Einer der ersten Politiker, die ich live und in Farbe gesehen habe, war Rainer Barzel. Es muß der Bundestagswahlkampf 1983 gewesen sein. Als bemühter Demokrat anarchistischer Gesinnung wollte ich damals auch hören, was der Feind sagt.
Es war erschreckend. Die Provinzprinzen, immerhin auch Landesweit mit großem Einfluß, trugen ihre politischen Weisheiten auf eine Art vor, die meine schönsten Vorurteile bestätigte: Verblödete Spießer, die keinen klaren Gedanken fassen konnten und keine drei Sätze gerade herausbekamen. Als Star des Abends kam dann Rainer Barzel, der versucht hatte, Willy Brandt zu stürzen. Welch eine Enttäuschung! Barzel gab einige Überzeugungen zum besten, die mir sehr fern waren, aber ich mußte eingestehen, daß mich von ihm weniger trennte, als ihn von seinen politischen Freunden. Das war eine völlig andere Welt, klare Gedanken, rhetorisch brillant vorgetragen.

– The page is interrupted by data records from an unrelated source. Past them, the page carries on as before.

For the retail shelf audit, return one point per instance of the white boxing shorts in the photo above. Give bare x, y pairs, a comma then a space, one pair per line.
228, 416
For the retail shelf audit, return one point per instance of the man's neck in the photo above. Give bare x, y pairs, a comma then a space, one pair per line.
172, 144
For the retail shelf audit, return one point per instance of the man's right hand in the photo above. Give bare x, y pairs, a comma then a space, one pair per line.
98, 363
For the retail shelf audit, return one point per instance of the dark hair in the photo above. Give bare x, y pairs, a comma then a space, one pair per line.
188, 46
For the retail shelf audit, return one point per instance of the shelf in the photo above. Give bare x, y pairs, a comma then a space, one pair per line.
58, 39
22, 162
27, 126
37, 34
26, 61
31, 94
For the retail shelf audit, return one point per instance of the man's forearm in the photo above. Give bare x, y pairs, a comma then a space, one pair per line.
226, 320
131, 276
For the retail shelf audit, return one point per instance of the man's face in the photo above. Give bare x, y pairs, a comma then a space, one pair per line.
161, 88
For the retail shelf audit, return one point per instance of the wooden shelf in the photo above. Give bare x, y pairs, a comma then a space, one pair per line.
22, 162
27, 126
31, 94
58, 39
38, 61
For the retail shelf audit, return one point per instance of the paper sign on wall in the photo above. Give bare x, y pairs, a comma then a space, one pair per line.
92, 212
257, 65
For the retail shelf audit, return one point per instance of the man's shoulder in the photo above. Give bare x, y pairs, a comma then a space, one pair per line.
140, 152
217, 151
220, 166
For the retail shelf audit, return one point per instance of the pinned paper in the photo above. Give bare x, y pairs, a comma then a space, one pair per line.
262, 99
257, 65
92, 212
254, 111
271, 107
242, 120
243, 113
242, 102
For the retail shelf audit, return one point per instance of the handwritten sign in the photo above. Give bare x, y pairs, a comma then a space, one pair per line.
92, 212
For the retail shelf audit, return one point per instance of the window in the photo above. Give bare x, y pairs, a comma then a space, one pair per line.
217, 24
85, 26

Zähneknirschend stellte ich fest, daß der bourgoise Funktionär mir Respekt abgerungen hatte.
Das änderte an meiner politischen Einstellung freilich ebensowenig wie die Sprüche eines gewissen Heiner Geißler, der in den Achtzigern einen starken Hang zu unkontrollierter Polemik auslebte. Seitdem er sich dann, vielleicht geläutert durch das System Kohl, auf inhaltliche Debatten verlegt hat, freue ich mich oft, von ihm zu hören oder zu lesen. Ich bin seiner Partei nach wie vor sehr wenig gewogen, aber das mindert auch hier den Respekt keineswegs.
War früher alles besser? Macht das Alter die Menschen wirklich weise? Oder leben wir in Zeiten, die den Tiefpunkt politischer Kultur markieren und gerate ich deshalb ins Schwärmen für diese, Pardon, Opas der CDU?
Einer gehört übrigens selbstverständlich nicht dazu. Wenn einer den Untergang von Stil und Charakter in der deutschen Politik zu verantworten hat, ist es Helmut Kohl.